Zoids Wild is an anime that's very, very obviously trying to sell Zoids to its target audience. It's got a child hero, a shounen art style and Zoid Battles. Fight the blue beetle Zoid! Fight more Zoids! These battles even looks like adverts. You expect the screen to flash up with "on sale today at your local toy shop!"
In between the battles, there's a calmer scene at an inn.

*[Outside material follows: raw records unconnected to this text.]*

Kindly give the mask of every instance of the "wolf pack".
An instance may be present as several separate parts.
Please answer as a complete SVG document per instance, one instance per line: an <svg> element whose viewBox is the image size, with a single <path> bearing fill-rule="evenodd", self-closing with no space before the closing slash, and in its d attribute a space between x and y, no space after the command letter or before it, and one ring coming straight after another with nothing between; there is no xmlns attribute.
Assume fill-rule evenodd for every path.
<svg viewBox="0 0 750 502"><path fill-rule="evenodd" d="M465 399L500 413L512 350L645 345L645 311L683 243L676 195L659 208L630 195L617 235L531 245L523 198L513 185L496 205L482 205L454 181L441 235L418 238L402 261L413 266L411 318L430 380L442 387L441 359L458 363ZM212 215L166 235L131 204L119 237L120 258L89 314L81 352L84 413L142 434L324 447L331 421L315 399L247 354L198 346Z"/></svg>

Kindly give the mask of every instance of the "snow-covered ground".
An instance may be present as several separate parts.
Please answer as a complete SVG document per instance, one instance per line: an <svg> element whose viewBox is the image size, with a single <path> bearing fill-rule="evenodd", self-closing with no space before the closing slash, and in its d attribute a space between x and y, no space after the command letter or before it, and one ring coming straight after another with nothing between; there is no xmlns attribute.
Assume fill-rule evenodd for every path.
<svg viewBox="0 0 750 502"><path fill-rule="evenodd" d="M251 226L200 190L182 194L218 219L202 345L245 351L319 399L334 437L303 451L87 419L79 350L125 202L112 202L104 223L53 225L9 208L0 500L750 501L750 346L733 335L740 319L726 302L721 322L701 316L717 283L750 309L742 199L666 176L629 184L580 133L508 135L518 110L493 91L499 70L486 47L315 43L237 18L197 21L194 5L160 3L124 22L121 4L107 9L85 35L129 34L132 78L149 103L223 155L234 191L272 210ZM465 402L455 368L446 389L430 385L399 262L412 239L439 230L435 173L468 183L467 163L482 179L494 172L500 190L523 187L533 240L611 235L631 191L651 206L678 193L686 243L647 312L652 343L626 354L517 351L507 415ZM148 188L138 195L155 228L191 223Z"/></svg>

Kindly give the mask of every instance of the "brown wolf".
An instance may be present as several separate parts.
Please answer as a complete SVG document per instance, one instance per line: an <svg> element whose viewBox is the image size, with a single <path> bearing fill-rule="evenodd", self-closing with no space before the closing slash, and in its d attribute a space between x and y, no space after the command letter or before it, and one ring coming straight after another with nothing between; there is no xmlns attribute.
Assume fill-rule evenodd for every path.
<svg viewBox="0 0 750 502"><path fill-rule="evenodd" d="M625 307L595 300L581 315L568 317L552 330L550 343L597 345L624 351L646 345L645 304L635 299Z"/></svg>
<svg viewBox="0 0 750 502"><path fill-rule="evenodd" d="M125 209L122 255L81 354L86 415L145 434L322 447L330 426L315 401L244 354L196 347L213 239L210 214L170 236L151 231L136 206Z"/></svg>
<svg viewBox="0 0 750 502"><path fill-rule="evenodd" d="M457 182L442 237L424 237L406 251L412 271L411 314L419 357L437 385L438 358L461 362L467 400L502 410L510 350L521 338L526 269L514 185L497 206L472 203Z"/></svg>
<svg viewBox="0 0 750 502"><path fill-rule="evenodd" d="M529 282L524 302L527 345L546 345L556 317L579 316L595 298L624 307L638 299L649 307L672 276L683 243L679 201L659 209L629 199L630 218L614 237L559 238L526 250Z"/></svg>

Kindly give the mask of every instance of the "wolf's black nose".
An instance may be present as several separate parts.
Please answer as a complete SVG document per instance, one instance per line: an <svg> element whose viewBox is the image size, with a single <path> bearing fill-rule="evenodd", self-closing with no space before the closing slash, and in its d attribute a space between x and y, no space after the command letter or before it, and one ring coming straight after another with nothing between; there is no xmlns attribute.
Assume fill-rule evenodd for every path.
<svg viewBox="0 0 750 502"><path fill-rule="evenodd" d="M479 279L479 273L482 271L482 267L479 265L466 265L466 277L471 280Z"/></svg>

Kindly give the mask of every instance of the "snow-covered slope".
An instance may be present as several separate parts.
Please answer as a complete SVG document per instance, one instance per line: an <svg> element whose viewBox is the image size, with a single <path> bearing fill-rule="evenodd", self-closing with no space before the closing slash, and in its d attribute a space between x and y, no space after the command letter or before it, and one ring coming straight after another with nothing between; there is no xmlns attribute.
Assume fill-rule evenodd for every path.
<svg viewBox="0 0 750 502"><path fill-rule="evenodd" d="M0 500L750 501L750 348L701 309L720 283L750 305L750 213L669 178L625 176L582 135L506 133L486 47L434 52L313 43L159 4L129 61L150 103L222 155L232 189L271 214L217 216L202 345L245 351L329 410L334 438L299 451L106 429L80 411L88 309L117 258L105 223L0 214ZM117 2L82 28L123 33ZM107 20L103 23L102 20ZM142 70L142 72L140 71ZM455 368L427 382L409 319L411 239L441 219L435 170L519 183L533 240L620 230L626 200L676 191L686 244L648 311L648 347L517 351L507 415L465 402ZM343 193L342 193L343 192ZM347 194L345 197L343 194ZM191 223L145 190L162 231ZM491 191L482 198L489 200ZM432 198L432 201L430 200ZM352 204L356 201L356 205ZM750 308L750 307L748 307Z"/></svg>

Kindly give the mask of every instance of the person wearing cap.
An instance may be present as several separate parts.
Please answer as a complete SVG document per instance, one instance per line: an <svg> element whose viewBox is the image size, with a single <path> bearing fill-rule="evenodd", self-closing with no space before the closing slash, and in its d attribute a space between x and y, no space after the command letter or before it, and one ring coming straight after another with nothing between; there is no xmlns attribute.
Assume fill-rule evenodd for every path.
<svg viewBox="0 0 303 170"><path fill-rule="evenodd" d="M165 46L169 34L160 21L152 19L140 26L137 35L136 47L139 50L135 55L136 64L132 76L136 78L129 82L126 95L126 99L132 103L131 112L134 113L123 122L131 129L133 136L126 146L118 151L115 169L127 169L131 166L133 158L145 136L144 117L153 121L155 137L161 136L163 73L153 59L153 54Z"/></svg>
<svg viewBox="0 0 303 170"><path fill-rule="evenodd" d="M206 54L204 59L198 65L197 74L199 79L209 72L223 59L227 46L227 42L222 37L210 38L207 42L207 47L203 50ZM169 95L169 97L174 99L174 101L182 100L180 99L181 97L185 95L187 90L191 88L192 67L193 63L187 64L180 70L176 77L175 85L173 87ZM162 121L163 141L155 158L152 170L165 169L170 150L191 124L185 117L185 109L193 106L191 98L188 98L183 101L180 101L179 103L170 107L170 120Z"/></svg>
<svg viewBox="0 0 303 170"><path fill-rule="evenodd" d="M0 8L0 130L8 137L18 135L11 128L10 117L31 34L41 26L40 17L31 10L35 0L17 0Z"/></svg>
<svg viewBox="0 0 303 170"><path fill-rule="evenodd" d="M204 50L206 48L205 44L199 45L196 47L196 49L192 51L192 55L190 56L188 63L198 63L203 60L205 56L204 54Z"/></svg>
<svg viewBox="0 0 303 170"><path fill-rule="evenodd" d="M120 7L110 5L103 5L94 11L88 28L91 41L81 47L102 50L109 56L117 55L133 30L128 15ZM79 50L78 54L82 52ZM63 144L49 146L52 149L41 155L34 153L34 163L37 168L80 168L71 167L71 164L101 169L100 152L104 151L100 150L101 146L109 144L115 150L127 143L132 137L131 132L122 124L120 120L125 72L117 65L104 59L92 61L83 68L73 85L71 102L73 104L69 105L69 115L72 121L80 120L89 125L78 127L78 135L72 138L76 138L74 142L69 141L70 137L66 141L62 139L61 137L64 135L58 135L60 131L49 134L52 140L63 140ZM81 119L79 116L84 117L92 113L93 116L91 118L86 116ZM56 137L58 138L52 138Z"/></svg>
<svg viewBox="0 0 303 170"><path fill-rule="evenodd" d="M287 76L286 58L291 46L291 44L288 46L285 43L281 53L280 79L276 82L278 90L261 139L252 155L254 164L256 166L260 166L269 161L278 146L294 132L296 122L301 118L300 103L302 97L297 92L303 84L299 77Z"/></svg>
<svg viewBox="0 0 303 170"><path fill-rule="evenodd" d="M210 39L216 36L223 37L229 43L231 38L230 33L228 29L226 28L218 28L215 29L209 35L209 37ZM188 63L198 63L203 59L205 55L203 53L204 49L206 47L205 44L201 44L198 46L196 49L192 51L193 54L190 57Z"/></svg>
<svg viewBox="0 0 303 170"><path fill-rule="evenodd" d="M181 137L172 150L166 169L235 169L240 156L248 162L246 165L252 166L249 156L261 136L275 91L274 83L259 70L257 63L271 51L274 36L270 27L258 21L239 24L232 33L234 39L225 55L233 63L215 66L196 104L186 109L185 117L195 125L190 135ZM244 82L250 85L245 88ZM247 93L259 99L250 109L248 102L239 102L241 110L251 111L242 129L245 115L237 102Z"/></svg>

Apparently the baddies are a Death Metal Empire, which is amusing. (I'm now imagining a shounen series where the villains are bands like Judas Priest, Dying Fetus and Cannibal Corpse.) However I'm not the target audience and it never occurred to me that this might be something to continue watching.
- Zoku Touken Ranbu - Hanamaru
- Season 2 of Touken Ranbu - Hanamaru
- Episodes: 12 x 24 minutes
- Keep watching: no
- One-line summary: swords reincarnated as boys
SOME BLOKE: "We Sword Warriors were manifested through the power of our master, the saniwa, artifact spirits who have been granted physical bodies."
They all know that. That's like me standing up and giving you a speech about how we're all bipeds who started life as babies.
SOME BLOKE: "We exist to protect time from the History Retrograde Army, led by the Historical Revisionists... but you lot have recently been too relaxed!"
"Some Bloke" has a name, by the way, but this is one of those anime that's based on a video game with lots and lots of characters. You'd need to take written notes if you wanted to be able to remember everyone. It's a World Of Pretty Boys. Theoretically these are heroes on the lookout for evil, but in practice they spend most of their time on slice-of-life stuff. They make snowmen, look at photos and get told to tidy their rooms. The episode has a "plot" about a boy who doesn't want to become a divine sword (?) because "I'm a sword who once killed a child, even if it was a ghost". However since these are all real, famous samurai swords that might easily have, say, a thousand years of history, I'd be more surprised if any of them hadn't killed children.
There's a brief plot burp with some baddie-fighting action. A few pretty boys go to the year 1221 to stop the Revisionists from trying to change the outcome of a historical battle. They fight undead with glowing red eyes and smoking black auras. You know, in case you were wondering which side was evil.
I wouldn't recommend this show even to people who are just looking for eye candy. There's no real content to it, beyond the pretty boys.
- Zombieland Saga
- Season 1
- Episodes: 12 x 24 minutes
- Keep watching: YES YES YES
- One-line summary: idol producer recruits zombies
- I've since finished it and... IT'S FANTASTIC
A girl in her second year of high school is going to have an idol audition! She runs out of the house... and gets hit by a truck and dies.
Roll blood-splattered opening credits, with a heavy metal theme tune.
We next meet our heroine (Sakura) in a room full of zombies. Only one of them is bitey, but that's one too many. They're shambling around in true zombie fashion. Sakura's horrified, of course, but there's something important she hasn't realised because she can't see a mirror.
Someone's responsible, of course. His name's Kotaro Tatsumi. He's a music producer, a necromancer and a maniac, c.f. his plan to start an idol group with the undead. He's already arranged the girls' first concert. Only one of the six is sentient and none of them have usable musical talent, but never mind! Kotaro believes that optimistic passion is more important than reality.
SAKURA: "Tae-chan might bite someone."
KOTARO: "A little biting never hurt anyone."
SAKURA: "Are you stupid?"
The concert is heavy metal, so mindless zombie screaming and Pavlovian physical thrashing goes down a storm. They're a hit. I MUST WATCH THIS.